At a recent week-long training, Steeves and 20 of his Red Cross colleagues gathered to share best practices. Rustam Makhmudov, who organized the training for the Red Cross, says that practicing the logistics and troubleshooting the technology before a disaster is critical to the success of any international operation.
“The main goal is for our volunteers — old and new — to walk away with tangible skills to take to the field. We are also building a team spirit and enthusiasm that we bring to the work. The more we do this in training, the better we can help people when disaster strikes,” he said.
Rather than in the mountains of Nepal or the coast of Mozambique, volunteers from around the country and Haiti gathered in Maryland to set up telecommunications gear and troubleshoot equipment. The goal was to simulate field conditions during an international crisis such as a hurricane, typhoon or earthquake. They worked with three satellite terminals to practice support for a basecamp for a hospital or field operations hub.
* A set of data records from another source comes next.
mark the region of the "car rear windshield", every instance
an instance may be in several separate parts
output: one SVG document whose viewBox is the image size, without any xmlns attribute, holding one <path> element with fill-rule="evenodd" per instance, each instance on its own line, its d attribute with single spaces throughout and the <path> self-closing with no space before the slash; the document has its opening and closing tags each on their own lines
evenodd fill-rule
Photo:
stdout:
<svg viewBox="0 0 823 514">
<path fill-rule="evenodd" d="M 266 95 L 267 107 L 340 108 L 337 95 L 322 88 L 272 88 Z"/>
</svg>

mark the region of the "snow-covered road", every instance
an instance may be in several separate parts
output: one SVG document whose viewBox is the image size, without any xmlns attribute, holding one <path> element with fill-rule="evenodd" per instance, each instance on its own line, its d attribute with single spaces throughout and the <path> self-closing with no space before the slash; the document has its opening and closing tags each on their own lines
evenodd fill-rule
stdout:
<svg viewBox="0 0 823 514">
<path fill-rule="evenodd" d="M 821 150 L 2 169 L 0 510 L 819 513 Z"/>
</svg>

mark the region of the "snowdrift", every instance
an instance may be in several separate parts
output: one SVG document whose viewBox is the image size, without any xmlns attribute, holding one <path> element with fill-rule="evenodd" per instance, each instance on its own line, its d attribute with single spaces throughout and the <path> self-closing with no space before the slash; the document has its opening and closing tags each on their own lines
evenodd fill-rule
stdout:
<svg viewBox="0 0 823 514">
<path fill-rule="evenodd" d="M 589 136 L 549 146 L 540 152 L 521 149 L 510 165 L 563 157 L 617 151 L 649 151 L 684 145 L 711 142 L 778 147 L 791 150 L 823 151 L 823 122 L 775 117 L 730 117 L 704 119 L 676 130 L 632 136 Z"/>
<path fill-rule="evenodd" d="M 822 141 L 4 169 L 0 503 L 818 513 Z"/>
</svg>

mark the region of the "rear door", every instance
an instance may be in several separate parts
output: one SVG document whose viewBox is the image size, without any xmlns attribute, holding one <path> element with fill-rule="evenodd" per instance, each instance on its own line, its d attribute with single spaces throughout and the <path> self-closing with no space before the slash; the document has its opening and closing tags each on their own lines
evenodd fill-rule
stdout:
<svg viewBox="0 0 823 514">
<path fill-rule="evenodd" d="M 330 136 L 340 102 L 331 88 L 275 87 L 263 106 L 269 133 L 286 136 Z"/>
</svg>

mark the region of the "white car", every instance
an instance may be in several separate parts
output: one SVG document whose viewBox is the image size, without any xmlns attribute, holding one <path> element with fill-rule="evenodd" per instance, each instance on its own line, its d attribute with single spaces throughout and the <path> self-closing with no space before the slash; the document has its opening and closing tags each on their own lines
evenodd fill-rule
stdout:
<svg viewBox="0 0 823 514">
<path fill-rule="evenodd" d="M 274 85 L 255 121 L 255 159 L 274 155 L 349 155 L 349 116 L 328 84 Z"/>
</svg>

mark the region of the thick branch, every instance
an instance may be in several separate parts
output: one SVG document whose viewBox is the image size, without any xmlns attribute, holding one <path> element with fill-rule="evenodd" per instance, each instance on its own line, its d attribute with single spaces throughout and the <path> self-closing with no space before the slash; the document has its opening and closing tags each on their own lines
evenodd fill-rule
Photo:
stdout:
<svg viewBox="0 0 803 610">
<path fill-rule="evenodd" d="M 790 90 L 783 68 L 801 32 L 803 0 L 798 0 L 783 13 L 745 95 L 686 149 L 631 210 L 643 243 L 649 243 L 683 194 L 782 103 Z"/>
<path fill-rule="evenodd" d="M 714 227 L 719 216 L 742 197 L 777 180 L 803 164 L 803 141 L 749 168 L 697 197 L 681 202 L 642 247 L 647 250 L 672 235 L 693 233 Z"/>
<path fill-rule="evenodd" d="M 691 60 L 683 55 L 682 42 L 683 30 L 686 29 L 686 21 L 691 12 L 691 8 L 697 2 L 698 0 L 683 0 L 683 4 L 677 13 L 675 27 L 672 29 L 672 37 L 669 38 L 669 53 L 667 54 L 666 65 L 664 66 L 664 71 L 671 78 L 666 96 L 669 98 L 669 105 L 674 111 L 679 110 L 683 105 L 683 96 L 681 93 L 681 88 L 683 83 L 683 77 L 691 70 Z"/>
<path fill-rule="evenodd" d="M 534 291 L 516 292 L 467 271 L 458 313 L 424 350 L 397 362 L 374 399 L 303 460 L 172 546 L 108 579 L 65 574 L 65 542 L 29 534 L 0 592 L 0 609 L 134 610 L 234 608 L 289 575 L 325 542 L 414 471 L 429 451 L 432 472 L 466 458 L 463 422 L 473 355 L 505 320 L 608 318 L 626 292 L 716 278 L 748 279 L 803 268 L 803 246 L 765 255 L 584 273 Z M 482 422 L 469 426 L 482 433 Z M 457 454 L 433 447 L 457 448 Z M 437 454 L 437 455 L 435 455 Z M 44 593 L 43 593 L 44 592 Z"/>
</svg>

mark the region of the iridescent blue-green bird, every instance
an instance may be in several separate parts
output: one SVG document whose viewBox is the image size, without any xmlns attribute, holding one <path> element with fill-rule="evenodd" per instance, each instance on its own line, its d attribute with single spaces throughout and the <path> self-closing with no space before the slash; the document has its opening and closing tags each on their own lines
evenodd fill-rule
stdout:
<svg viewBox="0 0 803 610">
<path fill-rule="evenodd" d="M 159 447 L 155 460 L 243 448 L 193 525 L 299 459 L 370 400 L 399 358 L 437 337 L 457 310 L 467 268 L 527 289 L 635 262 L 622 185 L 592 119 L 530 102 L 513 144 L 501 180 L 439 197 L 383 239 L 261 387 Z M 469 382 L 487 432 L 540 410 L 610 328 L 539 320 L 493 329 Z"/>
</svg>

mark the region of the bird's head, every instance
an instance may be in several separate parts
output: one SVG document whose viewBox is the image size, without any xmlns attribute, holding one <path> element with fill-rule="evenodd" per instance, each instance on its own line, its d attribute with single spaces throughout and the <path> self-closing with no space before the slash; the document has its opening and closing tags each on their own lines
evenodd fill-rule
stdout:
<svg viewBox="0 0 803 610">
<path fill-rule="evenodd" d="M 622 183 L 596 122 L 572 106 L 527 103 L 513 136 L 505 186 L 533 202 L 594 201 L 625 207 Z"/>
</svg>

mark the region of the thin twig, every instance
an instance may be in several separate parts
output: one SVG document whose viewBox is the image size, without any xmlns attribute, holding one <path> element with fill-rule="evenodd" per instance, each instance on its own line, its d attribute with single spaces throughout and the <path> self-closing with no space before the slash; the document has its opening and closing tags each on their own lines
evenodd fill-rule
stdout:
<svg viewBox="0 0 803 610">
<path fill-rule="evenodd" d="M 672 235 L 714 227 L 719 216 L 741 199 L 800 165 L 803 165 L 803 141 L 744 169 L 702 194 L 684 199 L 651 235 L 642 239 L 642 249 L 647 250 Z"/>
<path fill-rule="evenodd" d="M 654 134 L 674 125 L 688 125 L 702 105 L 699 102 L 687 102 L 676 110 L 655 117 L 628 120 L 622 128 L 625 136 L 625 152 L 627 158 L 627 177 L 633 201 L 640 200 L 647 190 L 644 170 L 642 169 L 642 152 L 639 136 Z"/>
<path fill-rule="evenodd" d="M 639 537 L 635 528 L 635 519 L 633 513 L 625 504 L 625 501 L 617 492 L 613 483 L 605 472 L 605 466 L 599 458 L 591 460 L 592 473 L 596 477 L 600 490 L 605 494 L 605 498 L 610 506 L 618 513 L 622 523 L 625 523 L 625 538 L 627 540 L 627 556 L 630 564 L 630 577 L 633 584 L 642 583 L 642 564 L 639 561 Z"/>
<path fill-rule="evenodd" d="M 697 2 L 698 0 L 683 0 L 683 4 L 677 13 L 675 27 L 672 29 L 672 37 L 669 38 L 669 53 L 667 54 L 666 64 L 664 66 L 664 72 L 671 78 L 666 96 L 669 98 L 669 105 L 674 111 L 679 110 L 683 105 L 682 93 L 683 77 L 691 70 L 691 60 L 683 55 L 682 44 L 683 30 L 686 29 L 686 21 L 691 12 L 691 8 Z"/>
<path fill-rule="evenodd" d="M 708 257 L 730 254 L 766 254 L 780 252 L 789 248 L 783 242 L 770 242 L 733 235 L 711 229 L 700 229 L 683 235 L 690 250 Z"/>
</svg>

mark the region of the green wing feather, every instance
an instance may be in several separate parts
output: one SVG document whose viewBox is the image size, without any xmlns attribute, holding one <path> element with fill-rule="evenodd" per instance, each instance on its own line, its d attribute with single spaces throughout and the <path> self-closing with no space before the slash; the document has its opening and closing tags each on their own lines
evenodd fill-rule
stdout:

According to Makhmudov, simulating field experiences with volunteers is a critical component of the training. “Due to COVID, our team hasn’t been able to gather and share best practices for some time. During a crisis response, the situation on the ground is complicated and fast-paced. One of the best ways to learn and prepare is to do hands-on practice with the equipment,” he said.
Makhmudov said it takes time to position the ground terminal at the proper angle. “That’s the trickiest part of working with this equipment because we have to pinpoint exactly where the satellite is to establish a connection,” he said. Once they establish a connection, responders can link to the outside world. “Communication is everything. It helps other responders during the disaster successfully accomplish their mission and help those who need it most,” he said.
Steeves, who has volunteered with the Red Cross for more than a decade, deployed to the Bahamas following Hurricane Dorian. He says there were many lessons learned during that field operation for their information technology emergency response unit (ITT ERU).
“When we arrived in the Bahamas, we had 83 cases of supplies and equipment. The logistics were challenging and complicated,” Steeves said. Satellite equipment used during this disaster helped responders communicate how massive the devastation on the ground was, particularly on the island of Abaco, where the infrastructure was completely decimated and life-saving services were needed.
A Red Cross volunteer since 2005, Julie Bradley deployed to Myanmar, Nepal and Puerto Rico as an ITT ERU responder. She says that she’s shown up at a disaster and been told that medical professionals are waiting for the internet to be restored so that they can perform a life-saving operation.
“This puts the importance of our work in focus. Simply put — people’s lives depend upon us,” she said. Bradley says that she and her fellow Red Crossers enjoyed the training and are ready to go out into the field. “We do this work because we like to feel valued and appreciated. We like to feel like we are a part of something larger than ourselves. After this training, we are prepared,” she said.